One reason students have difficulty getting inside literature, classic or otherwise, is because they have difficulty humanizing the people involved. Part of understanding a play by Shakespeare is understanding Shakespeare’s humanity and the human issues he had to confront in his daily life. Do these issues make their way into the plays, does knowing what he did with his garbage make his plays more accessible? Probably not, but it does make the reader place him in a real world with real problems and the plays are influenced by the world in which Shakespeare lived. The characters in his plays must be humanized if they are to be appreciated and humanizing the author helps to humanize the characters.
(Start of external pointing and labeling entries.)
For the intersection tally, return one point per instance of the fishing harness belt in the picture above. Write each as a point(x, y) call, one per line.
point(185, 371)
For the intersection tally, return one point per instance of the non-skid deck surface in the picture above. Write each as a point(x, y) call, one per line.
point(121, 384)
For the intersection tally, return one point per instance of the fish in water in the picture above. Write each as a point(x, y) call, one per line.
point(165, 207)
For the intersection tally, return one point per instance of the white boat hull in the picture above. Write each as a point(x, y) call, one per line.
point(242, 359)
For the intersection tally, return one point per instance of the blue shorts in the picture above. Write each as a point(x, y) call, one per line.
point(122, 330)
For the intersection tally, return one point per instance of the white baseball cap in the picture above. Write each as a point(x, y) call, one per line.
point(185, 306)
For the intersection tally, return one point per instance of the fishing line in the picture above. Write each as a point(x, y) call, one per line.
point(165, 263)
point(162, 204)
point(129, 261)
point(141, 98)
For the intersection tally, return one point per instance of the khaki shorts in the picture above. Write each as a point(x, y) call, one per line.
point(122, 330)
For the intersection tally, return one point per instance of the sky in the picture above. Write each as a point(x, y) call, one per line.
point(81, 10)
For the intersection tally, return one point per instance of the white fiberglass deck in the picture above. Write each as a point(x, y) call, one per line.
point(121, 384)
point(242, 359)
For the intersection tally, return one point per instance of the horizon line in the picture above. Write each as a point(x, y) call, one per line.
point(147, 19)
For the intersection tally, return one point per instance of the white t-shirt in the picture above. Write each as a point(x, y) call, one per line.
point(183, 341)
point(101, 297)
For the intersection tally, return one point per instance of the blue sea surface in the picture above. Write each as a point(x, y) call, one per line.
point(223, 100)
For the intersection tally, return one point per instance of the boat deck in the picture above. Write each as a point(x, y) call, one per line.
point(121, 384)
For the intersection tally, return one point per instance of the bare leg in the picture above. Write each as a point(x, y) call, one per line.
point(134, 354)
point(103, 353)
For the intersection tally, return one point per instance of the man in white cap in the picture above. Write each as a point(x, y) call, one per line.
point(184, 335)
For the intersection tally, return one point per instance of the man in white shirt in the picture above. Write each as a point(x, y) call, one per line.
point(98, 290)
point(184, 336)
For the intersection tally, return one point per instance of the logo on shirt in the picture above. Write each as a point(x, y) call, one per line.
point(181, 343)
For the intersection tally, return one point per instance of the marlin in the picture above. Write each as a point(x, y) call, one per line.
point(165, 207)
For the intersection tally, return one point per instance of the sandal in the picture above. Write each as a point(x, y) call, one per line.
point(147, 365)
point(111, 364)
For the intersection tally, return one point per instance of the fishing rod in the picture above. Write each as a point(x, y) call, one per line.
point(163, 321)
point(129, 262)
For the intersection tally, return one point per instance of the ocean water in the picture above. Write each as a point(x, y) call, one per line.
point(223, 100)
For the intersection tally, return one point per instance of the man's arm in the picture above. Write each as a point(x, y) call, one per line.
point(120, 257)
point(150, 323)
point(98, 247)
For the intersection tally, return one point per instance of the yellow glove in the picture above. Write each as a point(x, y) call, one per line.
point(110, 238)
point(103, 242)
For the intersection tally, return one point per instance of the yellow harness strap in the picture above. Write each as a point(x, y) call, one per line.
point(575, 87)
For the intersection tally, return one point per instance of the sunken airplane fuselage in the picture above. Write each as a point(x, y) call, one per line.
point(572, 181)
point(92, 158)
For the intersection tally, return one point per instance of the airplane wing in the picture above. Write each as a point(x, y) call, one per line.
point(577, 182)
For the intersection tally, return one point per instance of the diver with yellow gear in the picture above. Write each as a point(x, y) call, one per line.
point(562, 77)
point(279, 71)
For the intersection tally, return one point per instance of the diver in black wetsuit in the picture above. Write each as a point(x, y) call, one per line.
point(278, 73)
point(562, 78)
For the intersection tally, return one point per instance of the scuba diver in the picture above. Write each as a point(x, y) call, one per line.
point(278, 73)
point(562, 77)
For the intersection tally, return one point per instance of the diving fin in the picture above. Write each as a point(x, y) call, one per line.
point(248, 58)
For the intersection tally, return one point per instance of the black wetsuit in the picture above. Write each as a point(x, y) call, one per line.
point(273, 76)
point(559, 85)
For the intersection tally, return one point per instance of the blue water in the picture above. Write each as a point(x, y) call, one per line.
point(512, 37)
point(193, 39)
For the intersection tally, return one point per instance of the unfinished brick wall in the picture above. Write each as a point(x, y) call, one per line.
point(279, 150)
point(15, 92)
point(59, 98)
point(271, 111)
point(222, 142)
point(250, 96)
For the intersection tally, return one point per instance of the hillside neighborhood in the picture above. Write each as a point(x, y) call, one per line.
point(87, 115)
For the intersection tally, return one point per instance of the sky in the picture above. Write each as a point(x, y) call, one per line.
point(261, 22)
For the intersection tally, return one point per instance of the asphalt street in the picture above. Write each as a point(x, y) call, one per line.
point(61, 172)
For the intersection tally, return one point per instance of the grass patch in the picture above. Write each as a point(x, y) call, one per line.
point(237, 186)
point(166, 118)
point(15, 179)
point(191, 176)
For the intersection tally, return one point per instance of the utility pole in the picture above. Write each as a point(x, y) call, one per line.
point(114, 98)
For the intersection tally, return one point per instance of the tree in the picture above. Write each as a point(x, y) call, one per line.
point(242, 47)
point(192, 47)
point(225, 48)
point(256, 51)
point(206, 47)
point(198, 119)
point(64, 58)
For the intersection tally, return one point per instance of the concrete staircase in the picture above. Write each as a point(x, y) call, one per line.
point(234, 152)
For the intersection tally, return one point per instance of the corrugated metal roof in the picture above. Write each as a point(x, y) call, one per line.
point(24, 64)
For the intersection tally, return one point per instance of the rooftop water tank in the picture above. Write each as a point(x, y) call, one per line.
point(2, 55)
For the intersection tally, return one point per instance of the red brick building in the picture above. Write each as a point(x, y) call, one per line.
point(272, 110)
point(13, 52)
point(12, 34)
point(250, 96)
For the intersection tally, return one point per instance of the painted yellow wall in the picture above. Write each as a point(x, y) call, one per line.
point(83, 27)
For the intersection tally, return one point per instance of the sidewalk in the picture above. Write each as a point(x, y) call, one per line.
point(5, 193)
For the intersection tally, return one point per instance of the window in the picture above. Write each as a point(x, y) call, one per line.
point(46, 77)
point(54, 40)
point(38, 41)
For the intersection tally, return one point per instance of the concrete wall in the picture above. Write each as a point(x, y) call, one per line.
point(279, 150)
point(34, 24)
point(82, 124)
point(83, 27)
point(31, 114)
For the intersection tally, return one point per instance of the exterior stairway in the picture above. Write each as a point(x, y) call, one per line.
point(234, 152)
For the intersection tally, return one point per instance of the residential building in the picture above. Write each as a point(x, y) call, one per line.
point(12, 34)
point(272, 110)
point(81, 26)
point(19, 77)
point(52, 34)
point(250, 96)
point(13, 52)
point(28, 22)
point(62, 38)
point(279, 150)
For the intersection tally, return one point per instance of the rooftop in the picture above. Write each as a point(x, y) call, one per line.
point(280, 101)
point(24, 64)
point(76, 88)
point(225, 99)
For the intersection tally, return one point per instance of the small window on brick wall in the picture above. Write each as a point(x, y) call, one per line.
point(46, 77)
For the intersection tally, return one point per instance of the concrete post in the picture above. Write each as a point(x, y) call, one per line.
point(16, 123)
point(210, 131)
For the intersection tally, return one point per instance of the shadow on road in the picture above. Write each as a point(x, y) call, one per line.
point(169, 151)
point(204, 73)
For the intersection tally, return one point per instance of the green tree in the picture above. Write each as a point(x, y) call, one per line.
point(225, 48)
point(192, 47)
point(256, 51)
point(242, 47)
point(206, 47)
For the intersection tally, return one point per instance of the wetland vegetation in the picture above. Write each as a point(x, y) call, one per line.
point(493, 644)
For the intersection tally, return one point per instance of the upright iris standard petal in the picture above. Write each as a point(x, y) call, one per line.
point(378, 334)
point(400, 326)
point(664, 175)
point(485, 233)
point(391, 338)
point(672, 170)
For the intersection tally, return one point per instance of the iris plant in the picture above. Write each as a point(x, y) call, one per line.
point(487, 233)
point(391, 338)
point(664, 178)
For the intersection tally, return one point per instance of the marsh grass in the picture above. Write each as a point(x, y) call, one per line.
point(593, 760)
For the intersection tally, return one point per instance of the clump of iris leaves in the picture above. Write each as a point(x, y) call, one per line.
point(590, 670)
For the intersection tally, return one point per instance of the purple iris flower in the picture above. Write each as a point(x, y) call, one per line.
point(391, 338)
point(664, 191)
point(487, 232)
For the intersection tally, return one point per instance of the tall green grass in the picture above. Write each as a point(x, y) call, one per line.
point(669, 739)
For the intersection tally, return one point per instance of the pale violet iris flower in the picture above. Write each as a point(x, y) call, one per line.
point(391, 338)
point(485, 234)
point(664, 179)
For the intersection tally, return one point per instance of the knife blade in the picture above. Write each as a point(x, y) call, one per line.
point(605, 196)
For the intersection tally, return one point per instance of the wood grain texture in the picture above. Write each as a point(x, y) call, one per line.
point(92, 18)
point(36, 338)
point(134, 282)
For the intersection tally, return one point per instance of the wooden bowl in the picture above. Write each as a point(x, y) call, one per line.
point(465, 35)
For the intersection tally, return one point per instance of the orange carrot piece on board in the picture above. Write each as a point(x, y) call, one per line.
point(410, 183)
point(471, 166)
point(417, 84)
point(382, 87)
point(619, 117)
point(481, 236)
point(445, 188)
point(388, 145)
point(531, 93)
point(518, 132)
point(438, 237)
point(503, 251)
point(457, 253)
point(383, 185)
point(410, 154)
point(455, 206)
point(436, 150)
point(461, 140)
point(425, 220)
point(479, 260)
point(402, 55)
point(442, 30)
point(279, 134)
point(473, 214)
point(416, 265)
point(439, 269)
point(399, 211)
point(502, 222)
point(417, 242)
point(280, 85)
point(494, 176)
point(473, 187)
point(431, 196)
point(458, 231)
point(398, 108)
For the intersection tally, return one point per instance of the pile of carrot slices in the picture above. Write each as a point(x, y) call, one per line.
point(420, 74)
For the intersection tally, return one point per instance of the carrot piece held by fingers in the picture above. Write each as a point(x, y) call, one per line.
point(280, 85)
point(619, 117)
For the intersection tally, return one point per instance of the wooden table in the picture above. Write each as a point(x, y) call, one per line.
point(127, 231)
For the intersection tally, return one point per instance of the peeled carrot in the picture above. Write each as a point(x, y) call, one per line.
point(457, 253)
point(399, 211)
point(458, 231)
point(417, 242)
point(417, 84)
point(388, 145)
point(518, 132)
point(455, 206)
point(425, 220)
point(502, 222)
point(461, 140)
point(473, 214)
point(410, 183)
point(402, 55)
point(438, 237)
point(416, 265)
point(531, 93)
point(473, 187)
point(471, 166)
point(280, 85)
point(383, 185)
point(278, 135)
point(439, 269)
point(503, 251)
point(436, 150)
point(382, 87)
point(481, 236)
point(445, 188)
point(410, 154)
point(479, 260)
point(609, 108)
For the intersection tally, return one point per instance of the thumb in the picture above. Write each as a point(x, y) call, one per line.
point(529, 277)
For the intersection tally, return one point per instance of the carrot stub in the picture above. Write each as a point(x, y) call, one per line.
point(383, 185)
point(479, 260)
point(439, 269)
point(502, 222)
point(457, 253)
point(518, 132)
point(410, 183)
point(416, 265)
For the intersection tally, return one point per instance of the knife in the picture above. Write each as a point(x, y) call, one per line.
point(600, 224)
It is difficult to be engaged, let alone enjoy, a novel if we do not care about the characters. I think empathy is the door that leads to involvement in any literary work that revolves around characters, whether it is a poem, a play, or a novel. I think this is even true of the personal essay, we will not be taken in by the essayist if we do not care about the struggle she or he documents on the page. Fay Weldon in her book Letters to Alice on First Reading Jane Austen writes “You can practice the art of empathy very well on Pride and Prejudice, and on all the works of Jane Austen, and it is this daily practice that we all need, or we will never be good at living, as without practice we will never be good at playing the piano.” Part of understanding this novel and of empathizing with its heroine is understanding the risks a young woman of Jane Austen’s time took in refusing the proposal of a well to do young man. I read this passage by Faye Weldon often to my students to emphasize the importance of empathy to getting a foothold in the world of the stories we read.

Though it may not influence our understanding of the tale, to a certain extent understanding some of the details of daily life in the story’s historical setting helps the reader to empathize with the characters, to appreciate what they are going through and all that is involved in living day to day. I know what it means for me to get up in the morning, what it means to go through various daily rituals. What were Shakespeare’s daily rituals and by extension the daily rituals of the characters, like Iago? Did Iago brush his teeth that morning? Was the remark about stealing trash perhaps precipitated by his taking out the garbage that morning?

Like any metaphor, that of time signatures can only be taken so far. When a contemporary novel is set in the fourteenth century, as, for example, Umberto Eco’s The Name of the Rose was, it is to say something about contemporary life, not about the time in which the novel is set. To what extent are Friar Baskerville’s sensibilities 20th century sensibilities and to what extent are they those of the novel’s setting. Even the name of the monk suggests a certain 19th century detective.

Can readers of the modern age, whatever that age may be, divorce themselves entirely from their own time and read as a reader of the story’s present. I remember being told by one of my college professors that such a thing is impossible. I disagreed at the time but after watching a few reality programs where 20th century folks are placed in the American west of the late 1880’s or the East Coast of America of the early 1600’s I am not so sure. These people had to live with only those materials available to the people of the time in which they were placed.

But these people struggled in ways the original pilgrims and pioneers did not. Those of the 17th and 19th centuries did not expect and were not used to anything other than what they had, those transplanted into the past brought with them memories of all the modern conveniences they left behind and also brought with them the knowledge that these conveniences were available and they were enduring a voluntary technological fast. Still, there is, I think, a value to understanding the life and times of a story’s setting and setting off, if only in our own minds, on a journey where we live for an imaginary day or two in the world of William Shakespeare and perhaps help him to take out the trash.